I am trying to use the fundamental theorem for abelian groups to solve this, it is clear intuitively that I can decompose $G \times H$ and $G \times K$ and then cancel out the factors of $G$ but I have no clue on writing this rigorously, or if my method is right.
Edit: Can I say that $H \cong \Bbb{Z}_{p^i} \times \ldots \times \Bbb{Z}_{p^n}$ and $K \cong \Bbb{Z}_{p^q} \times \ldots \times \Bbb{Z}_{p^k}$ and since $G \times H \cong G\times K$ then $G\times \Bbb{Z}_{p^i} \times \ldots \times \Bbb{Z}_{p^n} \cong G \times \Bbb{Z}_{p^q} \times \ldots \times \Bbb{Z}_{p^k}$ , but the representation is unique hence $\Bbb{Z}_{p^i} \times \ldots \times \Bbb{Z}_{p^n} \cong \Bbb{Z}_{p^q} \times \ldots \times \Bbb{Z}_{p^k}$ that is $H \cong K$?
Solution 1:
Recall that the Fundamental Theorem for finitely generated Abelian groups (which applies of course to finite abelian groups) states that every finite abelian group is isomorphic to, and can be decomposed uniquely as, the direct product of cyclic groups of prime order and/or cyclic groups of order equal to the power of a prime.

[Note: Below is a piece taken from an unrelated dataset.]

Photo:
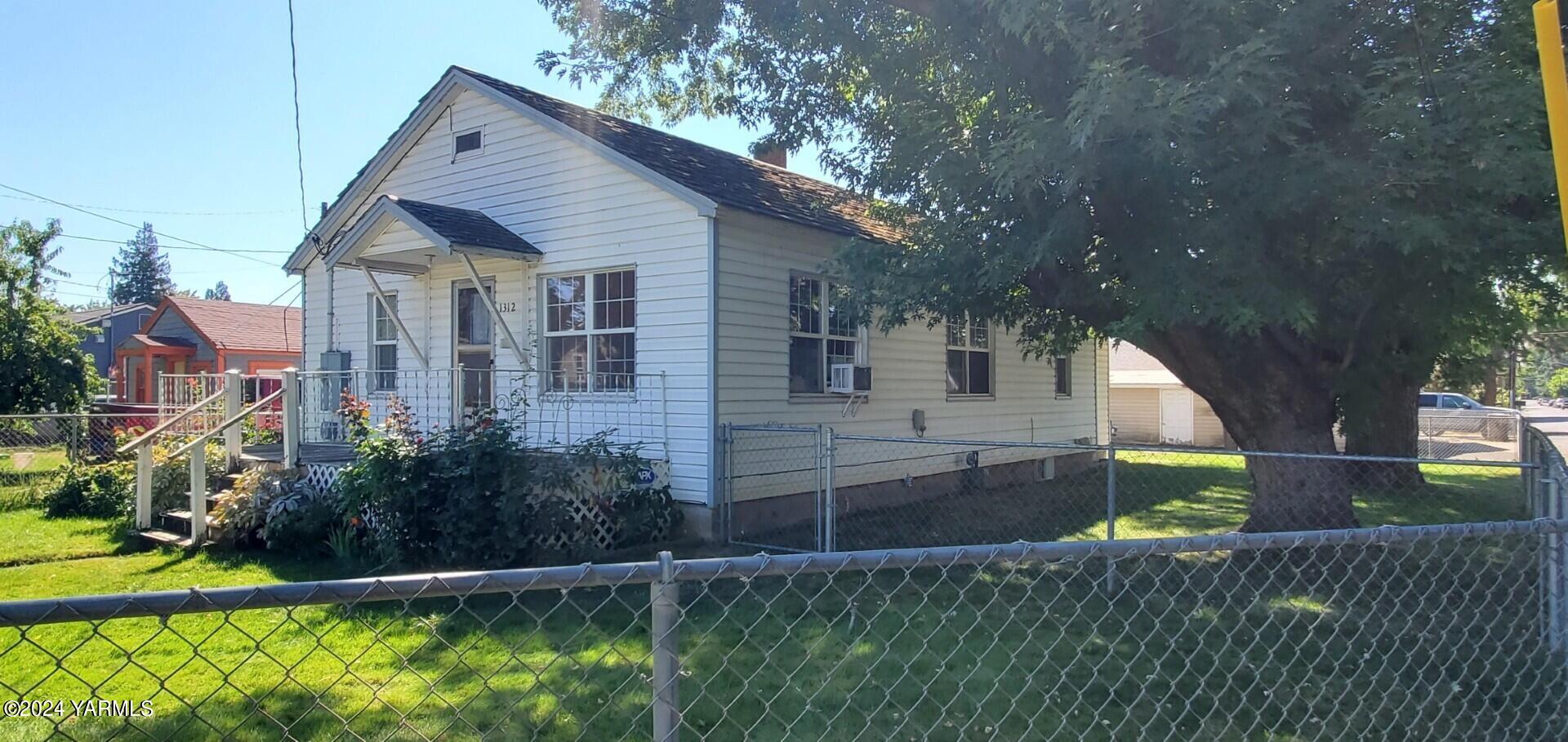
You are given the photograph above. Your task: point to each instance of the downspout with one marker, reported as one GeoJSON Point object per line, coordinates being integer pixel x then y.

So each of $G, H, K$ can be decomposed uniquely in such a manner, and so the direct product of $G\times H$ and of $G\times K$ can each thereby be expressed uniquely (up to isomorphism) as the direct product of cyclic groups.
- Since $G$ is a common factor to each of $G \times H$ and $G\times K$, and their decompositions are unique up to isomrophism,
- and given $G\times H \cong G\times K$
then what does this imply about the relationship between $H$ and $K$?